Archive of a spirit underwater, tryin' to make some reusable notes..

ADFR Suite and ADT in Ubuntu VM on Apple Silicon

Intro

This post is a guide to setting up a Linux virtual machine (VM) with a desktop on Mac computers with Apple Silicon (M1/M2), for the purpose of installing and running the x86_64 programs in the ADFR suite and AutoDockTools (ADT) on such devices.

Apple Silicon uses the ARM64 architecture. Programs that were not built in this architecture cannot be run directly on Macs with Apple Silicon. At present, a common solution to the mismatch of architectures is Rosetta, a compatibility layer that translates software that were built for Intel processors so that they could be run on Apple Silicon. While in some situations, having a Linux VM with Rosetta emulation (not to set up a whole emulator) to run the x86_64 programs may be useful, when:

(1) The program is currently lacking ARM64 support,

and,

(2) Mac OS as the native OS is for some reason (see below and more in Motives of this post) not the preferred platform to run the program, even though in theory the program could be translated by Rosetta and run on Apple Silicon.

The major issue with Mac OS originates from the lack of support for 32-bit software since Mac OS Catalina.
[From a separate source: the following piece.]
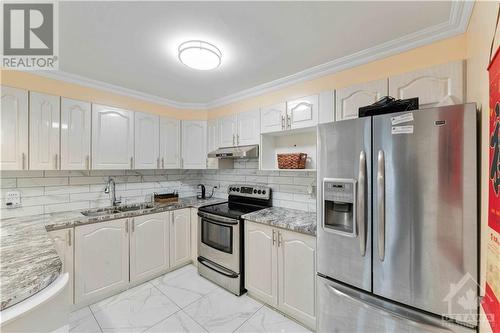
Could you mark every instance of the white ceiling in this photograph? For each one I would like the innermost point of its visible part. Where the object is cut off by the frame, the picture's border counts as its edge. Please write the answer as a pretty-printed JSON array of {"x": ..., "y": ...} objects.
[{"x": 133, "y": 44}]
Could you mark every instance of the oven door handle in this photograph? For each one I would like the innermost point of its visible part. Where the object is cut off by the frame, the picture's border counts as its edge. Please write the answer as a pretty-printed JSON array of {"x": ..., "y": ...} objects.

With that, programs with 32-bit components will not run on newer Mac OS. Another reason for Linux being the preferred platform over Mac (or Windows) is the differences in multiprocessing on different platforms. With that, the current major version of ADFR/ADCP seems to perform (a lot) faster on Linux than on Windows.

Without setting up a VM, one very elegant walkaround to this is to run the programs in Docker containers with the desired platform and architecture. To run Vina & the python binding, Meeko, or MGLTools & the ADFR suite in Docker images, please consider this user-contributed solution:

https://github.com/Metaphorme/AutoDock-Vina-Docker

The presented guide could be some kind of complementary to the docker solution, for those who wish to use the ADFR suite and perhaps run some lightweight calculations (if you are unsure, check out the performance in Tests with sample data and Compare with running ADCP on native Linux OS) in a VM, to escape from the hustle of privacy & network settings if that cannot be changed for the native OS…

Overview

Following this guide, we will create a Ubuntu VM in UTM with a desktop that serves as the graphical user interface (GUI). The two enabled features of our VM, Apple virtualization and Rosetta emulation, will allow us to install and run the x86_64 programs, including ADFR, AGFR, AGFRGUI, and ADCP, from the current major version of the ADFR suite (v1.0 rc1, as of October 2023), and ADT, from the current major version of MGLTools (v1.5.7).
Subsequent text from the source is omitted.